Der Senat hält hingegen eine wertende Betrachtung der festgestellten Verursachungsbeiträge unter Berücksichtigung aller Umstände des Einzelfalles dahingehend für erforderlich, ob und inwieweit das (rechtsmissbräuchliche) Verhalten des Asylbewerbers sich konkret als ursächlich für die Dauer des Aufenthalts erweist. Bei wertender Betrachtung muss das dem Asylbewerber vorgehaltene Verhalten im streitgegenständlichen Zeitraum, wie es das Landessozialgericht Niedersachsen (Urteil vom 16.10.2007 - L 11 AY 61/07) unter ausführlicher Herleitung formuliert, im streitgegenständlichen Zeitraum noch fortwirken. Das rechtsmissbräuchliche Verhalten muss ggf. einen dauerhaften Leistungsausschluss rechtfertigen. Dabei erscheint die Berücksichtigung der Umstände des Einzelfalls, insbesondere einer Änderung der Umstände nach einem rechtsmissbräuchlichen Verhalten, auch unter Berücksichtigung des verfassungsrechtlichen Grundsatzes der Verhältnismäßigkeit geboten (vgl. etwa LSG Baden-Württemberg, Beschluss vom 28.03.2007 - L 7 AY 1386/07 ER-B; LSG Bayern, Beschluss vom 28.06.2005 - L 11 B 212/05 AY ER; Wahrendorf, a.a.O., § 2 AsylbLG Rn. 4; Hohm, a.a.O., § 2 Rn. 14). Die Außerachtlassung besonderer Umstände des Einzelfalls widerspräche im Übrigen zur Überzeugung des Senats dem gesetzgeberischen Motiv (BT-Drucks. 15/420, S. 121), letztlich die Vorwerfbarkeit (Verschulden) des (weiteren) rechtsmissbräuchlichen Aufenthalts zu sanktionieren, ihre Berücksichtigung erscheint auch angesichts des deutlich unterhalb der Sozialhilfe liegenden Leistungsniveaus der Leistungen nach § 3 AsylbLG (die für das Jahr 2007 mit etwa 35 % unter den Regelsätzen nach dem SGB XII eingestuft werden, vgl. Birk, LPK-SGB XII, 8. Auflage 2008, § 3 AsylbLG Rn. 8) geboten. Dementsprechend ist nach Rechtsprechung des Bundessozialgerichts (BSG) für die Frage der Rechtsmissbräuchlichkeit einer an sich gebotenen freiwilligen Ausreise maßgeblich, ob die Ausreise tatsächlich und rechtlich möglich sowie zumutbar erscheint (BSG, Urteil vom 08.02.2007 - B 9b AY 1/06 R = SozR 4-3520 § 2 Nr. 1).
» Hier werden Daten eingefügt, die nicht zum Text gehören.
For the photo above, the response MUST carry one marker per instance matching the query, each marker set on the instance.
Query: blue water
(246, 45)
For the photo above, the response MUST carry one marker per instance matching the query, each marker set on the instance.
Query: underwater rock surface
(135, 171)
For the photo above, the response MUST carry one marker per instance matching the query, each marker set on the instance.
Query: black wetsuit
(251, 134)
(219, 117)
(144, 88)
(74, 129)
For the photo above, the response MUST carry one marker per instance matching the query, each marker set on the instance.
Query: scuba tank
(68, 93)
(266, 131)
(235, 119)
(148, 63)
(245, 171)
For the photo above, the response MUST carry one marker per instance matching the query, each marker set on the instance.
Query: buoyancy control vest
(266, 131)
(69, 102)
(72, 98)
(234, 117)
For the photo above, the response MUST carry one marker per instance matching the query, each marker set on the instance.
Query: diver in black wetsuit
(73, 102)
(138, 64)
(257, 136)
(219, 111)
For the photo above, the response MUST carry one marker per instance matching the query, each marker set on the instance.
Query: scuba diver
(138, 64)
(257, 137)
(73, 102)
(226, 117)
Unter Berücksichtigung der konkreten Umstände rechtfertigt das zwischenzeitlich zugestandene rechtsmissbräuchliche Verhalten der Kläger einen dauerhaften Ausschluss von Leistungen nach § 2 Abs. 1 AsylbLG nach alledem nicht. Mit der Geburt der schwerstbehinderten Tochter der Klägerin zu 1), die zudem reiseunfähig ist, ist eine Änderung in den tatsächlichen Umständen eingetreten, die bei wertender Betrachtung das rechtsmissbräuchliche Verhalten bei Einreise und Asylantragstellung nicht mehr kausal für den weiteren Aufenthalt erscheinen lässt, obgleich die Kläger ihr rechtsmissbräuchliches Verhalten erst nachfolgend eingestanden haben. Insoweit ist vorliegend nicht allein zu beachten, dass die Kläger zwischenzeitlich über Aufenthaltserlaubnisse nach § 25 Abs. 5 AufenthG verfügen. Darüber hinaus ist der verfassungsrechtlich in Art. 6 Abs. 1 Grundgesetz (GG) gewährleistete besondere Schutz der Familie (vgl. auch Art. 8 EMRK) zu berücksichtigen.